Sepertinya rasa malu Delia sudah tidak ada di dirinya, padahal semua orang tahu ulahnya di Yogyakarta, tanpa di sadari Delia semua karyawan di perusahaan Bara Nusantara sedang membicarakan dirinya yang menjadi pelakor.


...----------------...


Yogyakarta


Jam 21.00 wib


Team marketing baru saja menyelesaikan pekerjaannya secara serempak, satu persatu meninggalkan ruangan begitu juga dengan Ayasha.


Ayasha sengaja tidak memberitahukan jam berapa dia akan pulang kantor, namun rupanya saat tiba di lobby, Darial sudah menghampiri dirinya yang baru saja keluar dari lift.


“Kak Darial,” sapa Ayasha dengan mimik terkejutnya.


“Sudah selesai pekerjaannya?“ tanya Darial penuh perhatian.


“Eeh ... iya Kak baru saja selesai,” jawab Ayasha. Sungguh sangat maniskan sikap Darial, yang tanpa di telepon terlebih dahulu tapi sudah menjemput dirinya.


Sejenak hati Ayasha menepis jika Darial itu seorang playboy, lagi pula belum ada buktinya pikir Ayasha.


Ayasha dan Darial jalan beriringan menuju pintu lobby hotel, tangan kanan Darial pun menyentuh pinggang Ayasha seolah-olah gadis itu miliknya seorang. “Aya, sudah makan malam?” tanya Darial.

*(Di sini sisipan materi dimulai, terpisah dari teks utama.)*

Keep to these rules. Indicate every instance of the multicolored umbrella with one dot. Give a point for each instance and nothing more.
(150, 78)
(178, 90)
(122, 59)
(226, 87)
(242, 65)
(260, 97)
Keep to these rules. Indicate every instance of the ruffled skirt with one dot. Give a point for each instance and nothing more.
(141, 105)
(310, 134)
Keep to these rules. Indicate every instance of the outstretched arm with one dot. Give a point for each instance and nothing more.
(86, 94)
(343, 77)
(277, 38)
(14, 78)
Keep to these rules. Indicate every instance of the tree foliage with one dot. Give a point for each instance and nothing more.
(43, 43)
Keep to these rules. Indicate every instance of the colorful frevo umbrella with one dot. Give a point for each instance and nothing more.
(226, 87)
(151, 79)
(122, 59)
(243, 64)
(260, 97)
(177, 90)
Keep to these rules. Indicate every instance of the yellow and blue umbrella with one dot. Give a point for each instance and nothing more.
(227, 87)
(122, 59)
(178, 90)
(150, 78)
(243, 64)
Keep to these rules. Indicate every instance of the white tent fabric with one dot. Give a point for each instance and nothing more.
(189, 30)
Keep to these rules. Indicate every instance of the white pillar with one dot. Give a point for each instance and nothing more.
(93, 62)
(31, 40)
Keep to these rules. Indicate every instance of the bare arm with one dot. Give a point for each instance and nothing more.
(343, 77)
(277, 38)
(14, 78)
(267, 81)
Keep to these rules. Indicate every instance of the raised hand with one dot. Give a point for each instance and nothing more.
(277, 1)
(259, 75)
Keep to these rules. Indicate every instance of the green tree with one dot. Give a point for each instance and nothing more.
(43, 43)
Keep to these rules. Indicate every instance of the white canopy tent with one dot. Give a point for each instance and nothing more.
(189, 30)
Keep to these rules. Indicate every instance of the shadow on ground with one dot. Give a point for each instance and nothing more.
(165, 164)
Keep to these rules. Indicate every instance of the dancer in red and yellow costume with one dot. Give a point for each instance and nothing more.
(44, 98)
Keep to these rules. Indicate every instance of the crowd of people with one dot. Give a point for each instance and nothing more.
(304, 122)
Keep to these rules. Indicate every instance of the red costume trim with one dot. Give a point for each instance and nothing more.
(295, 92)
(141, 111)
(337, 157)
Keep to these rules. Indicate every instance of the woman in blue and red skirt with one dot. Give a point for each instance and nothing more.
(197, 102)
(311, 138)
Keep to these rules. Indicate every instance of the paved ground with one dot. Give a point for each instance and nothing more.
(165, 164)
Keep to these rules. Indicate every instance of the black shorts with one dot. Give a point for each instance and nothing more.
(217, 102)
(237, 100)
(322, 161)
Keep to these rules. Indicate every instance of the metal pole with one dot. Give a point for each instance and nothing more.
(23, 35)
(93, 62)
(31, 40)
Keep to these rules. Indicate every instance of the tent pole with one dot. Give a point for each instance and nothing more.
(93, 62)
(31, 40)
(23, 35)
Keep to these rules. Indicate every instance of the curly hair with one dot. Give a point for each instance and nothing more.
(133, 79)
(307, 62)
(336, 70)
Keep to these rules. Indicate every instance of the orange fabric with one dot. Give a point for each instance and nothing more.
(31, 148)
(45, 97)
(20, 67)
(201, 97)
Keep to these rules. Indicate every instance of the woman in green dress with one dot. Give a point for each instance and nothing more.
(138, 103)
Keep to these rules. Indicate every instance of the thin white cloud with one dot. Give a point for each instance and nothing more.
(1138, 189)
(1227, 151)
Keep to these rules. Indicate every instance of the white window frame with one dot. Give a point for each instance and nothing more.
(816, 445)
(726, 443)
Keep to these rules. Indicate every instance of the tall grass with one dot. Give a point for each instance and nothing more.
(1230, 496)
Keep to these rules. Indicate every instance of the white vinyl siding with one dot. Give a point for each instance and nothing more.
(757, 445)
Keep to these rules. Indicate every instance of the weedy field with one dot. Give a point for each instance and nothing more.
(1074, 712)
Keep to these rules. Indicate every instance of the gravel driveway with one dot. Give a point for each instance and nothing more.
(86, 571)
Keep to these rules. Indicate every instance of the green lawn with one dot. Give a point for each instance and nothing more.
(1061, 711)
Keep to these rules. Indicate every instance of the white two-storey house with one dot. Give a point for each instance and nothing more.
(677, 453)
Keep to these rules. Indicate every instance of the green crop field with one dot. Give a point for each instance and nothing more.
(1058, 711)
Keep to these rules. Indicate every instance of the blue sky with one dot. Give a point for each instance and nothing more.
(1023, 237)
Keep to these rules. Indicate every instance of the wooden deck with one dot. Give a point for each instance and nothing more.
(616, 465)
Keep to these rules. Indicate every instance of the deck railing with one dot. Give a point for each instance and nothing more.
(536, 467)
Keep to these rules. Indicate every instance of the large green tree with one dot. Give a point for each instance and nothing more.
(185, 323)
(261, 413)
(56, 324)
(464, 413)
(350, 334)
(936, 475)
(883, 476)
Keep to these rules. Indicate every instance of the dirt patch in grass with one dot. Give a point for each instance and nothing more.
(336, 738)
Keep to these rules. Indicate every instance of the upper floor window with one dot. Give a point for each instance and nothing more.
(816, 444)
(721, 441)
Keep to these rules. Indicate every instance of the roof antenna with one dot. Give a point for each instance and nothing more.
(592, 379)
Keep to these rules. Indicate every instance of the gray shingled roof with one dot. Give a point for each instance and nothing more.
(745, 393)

“Tadi sempat makan roti sandwich, Kak.”


“Itu namanya belum makan malam sayang, kita makan dulu ya sebelum pulang,” pinta Darial dengan tatapan hangat nya.


“Makan yang dekat-dekat sini saja ya Kak, soalnya sudah malam, besok pagi aku harus masuk kerja lagi,” pinta Ayasha.


“Siap, saya akan menuruti permintaan tuan putri,” balasnya dengan tersenyum lebar. Ayasha hanya bisa mengulum senyum tipis saja, walau hatinya sudah mulai ketar ketir, jika memang kebenaran itu terungkap dan ini semua hanyalah cinta semu.


 


bersambung .....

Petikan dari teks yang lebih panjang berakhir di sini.